I never totally understood hyperreality until shortly after the end of the first Gulf War. I was in a hotel room in Seattle, watching Henry Kissinger doing the weather on Good Morning America – something, he informed the hosts, “he had always wanted to do” – when I switched over to another channel and saw General Norman Schwarzkopf marching in a victory parade with Mickey Mouse. I recall the four-star general and Disney rat singing together in a downfall of confetti.
A former Nixon advisor and accused war criminal pretending he’s a weather man. A real general celebrating a made-for-TV war with a fake mouse. Both within a few seconds of each other, courtesy a TV remote. Whether you call this sort of thing an example of hyperreality, ‘The Blob,’ or the CU 2.0, there’s no denying it’s as disconnected and random as a schizophrenic’s journal entry. It’s the way we live now.
My experience in that Seattle hotel room took place six years before the epochal police pursuit of OJ Simpson in a white Ford Bronco, the pivotal moment when the line between news and entertainment collapsed entirely. Half a decade later when Yale’s most famous C-minus student entered the White House, hyperreality was no longer the obscure domain of goateed professors and their grad students. Although most of us didn’t know it by name, we were becoming used to the manufacture of the intensely strange into the nauseatingly familiar.

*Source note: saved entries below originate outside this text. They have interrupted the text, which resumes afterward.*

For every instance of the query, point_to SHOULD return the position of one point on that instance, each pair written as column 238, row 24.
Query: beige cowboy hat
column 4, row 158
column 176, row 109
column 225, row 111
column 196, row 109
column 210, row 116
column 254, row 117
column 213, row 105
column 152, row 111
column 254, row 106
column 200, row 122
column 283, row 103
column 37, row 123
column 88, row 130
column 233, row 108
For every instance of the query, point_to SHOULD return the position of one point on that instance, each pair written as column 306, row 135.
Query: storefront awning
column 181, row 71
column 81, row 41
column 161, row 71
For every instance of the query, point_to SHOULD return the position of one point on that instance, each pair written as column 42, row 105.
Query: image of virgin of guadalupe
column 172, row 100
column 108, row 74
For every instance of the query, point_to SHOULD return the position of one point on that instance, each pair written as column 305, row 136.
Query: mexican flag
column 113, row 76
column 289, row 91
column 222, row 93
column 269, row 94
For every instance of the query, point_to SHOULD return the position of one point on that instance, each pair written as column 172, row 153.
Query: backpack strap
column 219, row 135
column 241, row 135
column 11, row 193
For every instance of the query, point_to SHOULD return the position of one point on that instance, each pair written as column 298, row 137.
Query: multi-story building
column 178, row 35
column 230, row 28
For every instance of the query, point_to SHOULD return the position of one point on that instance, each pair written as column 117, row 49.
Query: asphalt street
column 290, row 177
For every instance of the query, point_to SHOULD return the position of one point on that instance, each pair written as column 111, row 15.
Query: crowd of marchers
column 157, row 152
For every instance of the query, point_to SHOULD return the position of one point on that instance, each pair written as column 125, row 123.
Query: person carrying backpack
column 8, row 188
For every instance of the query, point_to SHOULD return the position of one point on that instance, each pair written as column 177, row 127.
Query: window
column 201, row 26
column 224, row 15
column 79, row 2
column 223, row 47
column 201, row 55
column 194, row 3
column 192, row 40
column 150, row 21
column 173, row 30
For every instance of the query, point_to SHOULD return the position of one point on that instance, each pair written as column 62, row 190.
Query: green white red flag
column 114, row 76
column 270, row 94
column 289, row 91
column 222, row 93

By early July of this year, hardly anyone blinked when the media turned the funeral of a surgically altered singer and accused pedophile into a high-production festival in Los Angeles: “a variety show with a coffin” as writer Chris Hedges called it. As Gabler wrote in Life the Movie, mass entertainment has become a “cultural Ebola virus, invading organisms no one would ever have imagined could provide amusement” – including courtroom trials, resource wars and public funerals.
“You won’t believe how bad television is going to be in 10 years,” writer Robert Bly noted in a prophetic interview in 2004. “You’re literally going to have to protect your children from it.” Arguably, Bly’s estimated time of arrival was a bit conservative.